Derzeit wird den Griechen tröpfchenweise bekannt gegeben, worauf sich die Regierung von Konservativen, Sozialdemokraten und Linksdemokraten Anfang August mit den Kontrolleuren der Troika von EU, EZB und IWF geeinigt hat: auf ein weiteres Ausgabenkürzungs- und Privatisierungsprogramm über insgesamt 11,5 Milliarden Euro.

Die Troika-Kontrolleure hatten nach dem Abschluß ihres letzten Kontrollbesuchs in Athen am 5. August verkündet, daß es »produktive Diskussionen « und »Übereinstimmung über die Notwendigkeit, die Anstrengungen zu verstärken«, mit der griechische Regierung gegeben habe.

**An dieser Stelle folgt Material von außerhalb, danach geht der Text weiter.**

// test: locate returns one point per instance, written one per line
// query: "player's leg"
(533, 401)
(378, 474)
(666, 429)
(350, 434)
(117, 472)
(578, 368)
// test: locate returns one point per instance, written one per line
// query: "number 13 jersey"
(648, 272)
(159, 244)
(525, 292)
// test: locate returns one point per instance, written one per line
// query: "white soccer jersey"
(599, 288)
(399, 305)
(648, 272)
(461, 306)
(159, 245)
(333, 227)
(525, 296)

Im September wollen die Kontrolleure erneut nach Athen kommen, um zu prüfen, was die Regierung inzwischen davon in Gang gebracht hat. Davon wird abhängig gemacht, wie der Troika- Bericht an die EU- und IWFEntscheidungsgremien im September aussehen wird.

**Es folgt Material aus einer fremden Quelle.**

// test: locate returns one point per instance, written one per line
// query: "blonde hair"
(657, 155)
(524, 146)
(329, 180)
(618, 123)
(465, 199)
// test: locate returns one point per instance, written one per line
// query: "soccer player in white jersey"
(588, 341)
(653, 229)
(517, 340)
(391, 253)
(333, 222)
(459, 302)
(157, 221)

Eine »positive« Bewertung der Troika ist Voraussetzung für die Auszahlung der nächsten Tranche aus dem EU- »Rettungsschirm« an Griechenland zur Bezahlung fällig werdender Kredite von in- und ausländischen Banken und Finanzkonzernen und der dabei aufgelaufenen Zinsen. Andernfalls müßte der griechische Staat seine Zahlungsunfähigkeit erklären.

Um dies zu vermeiden, werden jetzt offenbar von der griechischen Regierung alle Hebel in Bewegung gesetzt, um die Troika zufriedenzustellen. Als erstes gab Finanzminister Stournaras am 6. August bekannt, daß in Kürze ein neues Gesetz im Parlament beschlossen werden soll, das derzeit noch bestehende »Hindernisse« für die Privatisierung öffentlicher Unternehmen beseitigen soll.

Damit würden 77 Verwaltungsakte zur Erleichterung von Privatisierungen für öffentliche Unternehmen im Bereich des Finanzministeriums, des Infrastruktur-Ministeriums und des Energieministeriums legitimiert.

Laut Angaben der griechischen Nachrichtenagentur ANA gehören zu den zehn ersten Unternehmen, die neu zur Privatisierung vorgesehen werden, der ehemalige internationale Flughafen »Hellenikon « in Athen, die Gas-Vertriebsunternehmen DEPA und DESFA, das für die Olympiade 2004 geschaffenen Olympischen Pressezentrums sowie 48 weitere Immobilien, die sich derzeit noch in öffentlicher Hand befinden, ferner die sehr profitabel arbeitende staatliche Lotteriegesellschaft OPAP und der staatliche Anteil an dem Sportwettenanbieter OPAK. Die Landwirtschaftsbank ATE wurde bereits in zwei Teile zerlegt und der gesunde Teil für 95 Millionen Euro an die Bank von Piräus verkauft. Vorgesehen ist ferner die Privatisierung von Eisenbahnen, der Elektrizitätsgesellschaft DIE und der Sparkassen.

Am 9. August wurde aus Regierungsquellen bekannt, daß neben dem Privatisierungsprogramm auch das Programm zur Entlassung von Staatsbediensteten wieder aufgenommen werden soll, das vor den Wahlen im Mai und Juni aus wohlüberlegten Gründen zeitweise eingestellt worden war. Demnach sollen in diesem und dem nächsten Jahr mindestens 40.000 staatliche Angestellte in die »Arbeitsreserve« versetzt werden, in der sie ein Jahr lang 40 Prozent ihres bisherigen Gehalts bekommen, bevor sie dann endgültig entlassen werden.

Es fällt auf, daß in allen Berichten über die Ergebnisse des Troika-Kontrollbesuchs in Athen nichts mehr zu hören ist von einer »Neuverhandlung« der Sparauflagen für Griechenland, obwohl alle drei derzeit an der Regierung beteiligten Parteien im Wahlkampf erklärt hatten, daß sie sich, wenn se gewählt werden, bei der EU um eine »Erleichterung« bzw. »Streckung« der Sparauflagen bemühen werden.